The aim of my model is to estimate the prevalence (e.g. of SARS-CoV-2 infection) over time from testing data, adjusting for test sensitivity and specificity. This is indeed a simplified version of my real model, but it is still able to reflect the issue I’m facing.

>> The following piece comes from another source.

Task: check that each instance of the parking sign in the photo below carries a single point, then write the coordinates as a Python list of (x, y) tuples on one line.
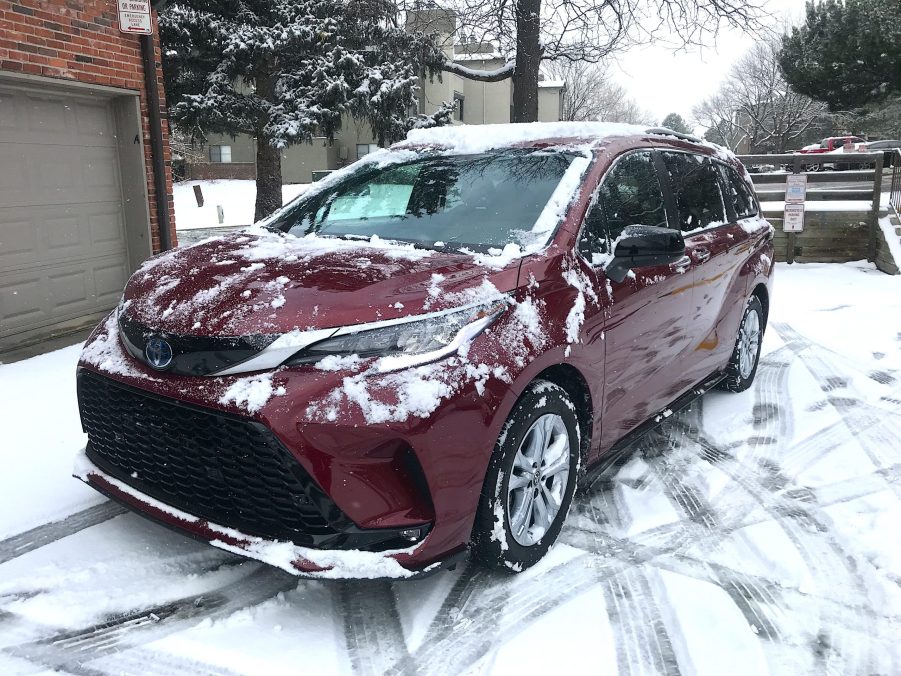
[(134, 17)]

Let n_i the number of tests performed at week N (i = 1,\dots,N) and y_i the number of tests that are positive. A simple estimated of the prevalence would be y_i/n_i but this does not adjust for imperfect test sensitivity and specificity. We thus followed the method shown by Gelman et al., which takes into account the uncertainy about SARS-CoV-2 PCR test specificity and specificity by simultaneously fitting some specificity/sensitvity data together with the rest of the data.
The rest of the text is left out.